A serious and controversial issue like the #MeToo movement doesn’t seem like the right topic for sitcom Brooklyn 99 to tackle, but they do just that. In Season 6, Episode 8 “He Said, She Said” Detective Jake Peralta and Sergeant Amy Santiago jump on the case when investment banker Seth is left with a broken penis after attempting to sexually assault female coworker Keri. As the episode progresses, the audience sees this show address the various aspects of the #MeToo movement while maintaining their comedic theme through its developed characters and lighthearted jokes.

When this episode aired in the sixth season, the audience already knew and loved the characters and their complicated personalities. This allows for various characters to lighten the mood during the more tense times, without it seeming out of place. 

The characters in this show serve different roles, but all are intended to be funny. Detective Jake Peralta is the sometimes immature, animated, and well-meaning partner to Sergeant Amy Santiago, the hardworking goody-two shoes. Scully is the incompetent side-character, who often bears the brunt of the joke.
In one scene, Keri describes the events of the previous night and how Seth attacked her and tried to take her clothes off. She ends her statement saying that she took Seth’s “stupid golf club and [she] hit him in the Cookie Monster, which is what he calls his penis, by the way.” Jake ends the scene by accurately guessing that Seth calls his testicles “Bert and Ernie.” By interrupting with jokes, Brooklyn 99 eases the tension surrounding sexual assault without taking away from its importance.

In another scene, Jake enters the break room to find Amy sitting on a couch. He asks if she’s doing okay, to which Scully replies, lamenting about missing his best friend Hitchcock. Jake responds he was obviously talking to Amy, which Scully responds with “Oh and who’s talking to Scully? Nobody. Come on sandwich!” Scully exits the scene holding his sandwich. This scene has no real impact on the plot; it simply exists for comedic relief before an intense scene.

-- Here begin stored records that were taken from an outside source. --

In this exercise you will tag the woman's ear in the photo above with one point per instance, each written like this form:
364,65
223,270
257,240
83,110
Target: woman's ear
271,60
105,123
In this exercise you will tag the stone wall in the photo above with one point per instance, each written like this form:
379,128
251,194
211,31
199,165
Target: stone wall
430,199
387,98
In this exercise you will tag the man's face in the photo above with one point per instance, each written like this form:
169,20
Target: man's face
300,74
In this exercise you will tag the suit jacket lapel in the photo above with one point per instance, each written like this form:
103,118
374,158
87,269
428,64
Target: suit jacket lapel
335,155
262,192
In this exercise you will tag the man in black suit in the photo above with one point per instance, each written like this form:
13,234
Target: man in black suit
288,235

Immediately after, Jake and Amy have a heartfelt conversation about Amy’s experiences with sexual assault. Towards the end, Jake states, “Everytime I think I understand how bad it is, it’s just way worse than I imagined,” to which Amy responds, “This kind of stuff has happened to literally every woman I know.”

Like Amy tells the audience, sexual assault is a real thing that so many women deal with. In a national survey of 1000 women and 1000 men, 81% of women reported experiencing sexual harassment and/or assault. In a more recent survey of 1000 women and girls, it was found that 97% of the women ages 18-24 had experienced sexual harassment in a public space, and over 70% of all the women had experienced it. Brooklyn 99 uses its platform of about 2.7 million viewers to bring attention to this widespread issue.

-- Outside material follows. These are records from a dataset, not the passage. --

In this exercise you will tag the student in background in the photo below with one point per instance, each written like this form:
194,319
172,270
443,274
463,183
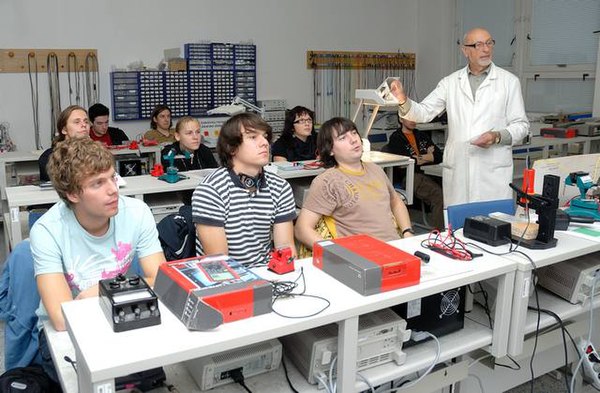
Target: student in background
100,131
92,233
409,141
160,125
71,123
298,139
188,140
241,209
357,195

Another time Keri states that she plans to take a deal offered by her firm to stay quiet about the assault. She wants to take the $2.5 million dollars offered to her because she thinks no one will believe her over Seth. She claims that “the system’s as broken as Seth’s dong.” This is another serious moment but Keri brings humor to the situation by mentioning Seth’s broken penis. Brooklyn 99 makes fun of the issue in order to bring attention to it, and to show the problem with how sexual harassment and assault is treated in today’s world. 

Keri being offered a NDA(non-disclosure agreement) to keep quiet is just like real UK universities offering NDAs to students claiming they were sexually assaulted. Amy urges Keri not to take the NDA and instead make sure Seth does not get away with what he did. This is like how the #MeToo movement has urged female victims to speak up about their experiences to show women that they are not alone, and to hold the aggressors accountable for their actions. 

Brooklyn 99 uses its character-based humor to lighten the mood while also showing the realities of sexual assault and how it is treated by the #MeToo movement.  Other shows should follow in Brooklyn 99’s footsteps and use their comedic platform to address the issues surrounding the #MeToo movement, as well as other social issues that exist today. They should bring light to these issues, make people aware of the problems that exist, and urge them to take action.